Эдик завел машину, и мы тронулись.

– Ну все, победил ворюгу! – радовался Эдик, кивая через плечо на подъезд Ершова.

– Да нормальный он мужик, просто чахнет с тоски. Один остался. После ранения хромает, говорит, врачеватели вообще не давали прогнозов, что на ноги встанет. Карабкается, как может, вот и решил Мухтара забрать, чтобы радость в жизни была.

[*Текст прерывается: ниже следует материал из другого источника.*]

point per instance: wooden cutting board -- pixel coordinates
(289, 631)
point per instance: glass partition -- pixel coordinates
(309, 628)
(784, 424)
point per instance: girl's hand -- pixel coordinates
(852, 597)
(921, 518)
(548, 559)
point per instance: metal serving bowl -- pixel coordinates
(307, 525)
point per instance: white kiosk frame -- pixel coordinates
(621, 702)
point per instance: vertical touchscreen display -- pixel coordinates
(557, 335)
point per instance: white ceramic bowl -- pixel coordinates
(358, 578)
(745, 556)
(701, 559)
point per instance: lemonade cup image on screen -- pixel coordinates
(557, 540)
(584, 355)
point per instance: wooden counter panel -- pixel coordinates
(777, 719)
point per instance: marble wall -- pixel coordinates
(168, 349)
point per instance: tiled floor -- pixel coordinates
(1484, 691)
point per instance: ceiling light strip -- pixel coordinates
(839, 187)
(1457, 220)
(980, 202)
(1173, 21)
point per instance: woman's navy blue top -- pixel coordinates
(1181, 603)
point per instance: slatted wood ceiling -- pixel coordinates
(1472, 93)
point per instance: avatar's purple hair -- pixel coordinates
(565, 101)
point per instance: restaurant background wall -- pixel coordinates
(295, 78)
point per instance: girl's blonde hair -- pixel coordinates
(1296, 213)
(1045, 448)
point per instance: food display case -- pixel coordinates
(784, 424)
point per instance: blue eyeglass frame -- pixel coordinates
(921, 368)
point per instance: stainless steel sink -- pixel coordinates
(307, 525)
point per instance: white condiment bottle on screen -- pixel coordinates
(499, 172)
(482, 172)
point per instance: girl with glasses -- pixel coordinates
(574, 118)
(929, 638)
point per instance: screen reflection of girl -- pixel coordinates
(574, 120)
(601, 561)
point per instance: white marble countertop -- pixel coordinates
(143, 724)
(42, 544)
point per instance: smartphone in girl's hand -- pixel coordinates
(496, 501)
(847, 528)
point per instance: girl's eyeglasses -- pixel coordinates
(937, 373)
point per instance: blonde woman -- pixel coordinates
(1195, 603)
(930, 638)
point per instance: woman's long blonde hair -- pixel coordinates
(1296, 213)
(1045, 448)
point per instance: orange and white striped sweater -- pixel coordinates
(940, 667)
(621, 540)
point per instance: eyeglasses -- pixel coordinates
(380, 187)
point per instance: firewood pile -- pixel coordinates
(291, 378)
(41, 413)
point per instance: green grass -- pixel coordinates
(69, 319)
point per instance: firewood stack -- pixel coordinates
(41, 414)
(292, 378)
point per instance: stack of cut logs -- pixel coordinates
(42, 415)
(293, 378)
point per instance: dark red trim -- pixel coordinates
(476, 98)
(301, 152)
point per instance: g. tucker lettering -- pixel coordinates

– А как ты без Мухтарыча? И я не понял? Ты подружился с этим, что ли?

– Обещал ему помочь… Да и врачу бы его показать знающему. Есть у тебя знакомые подходящие?

– Не надо врачу, у меня костоправ хороший есть. Он у меня кожанку брал и кроссовки. Как раз таких, как твой хромоног, на ноги ставит.

– Костоправ? – с сомнением переспросил я.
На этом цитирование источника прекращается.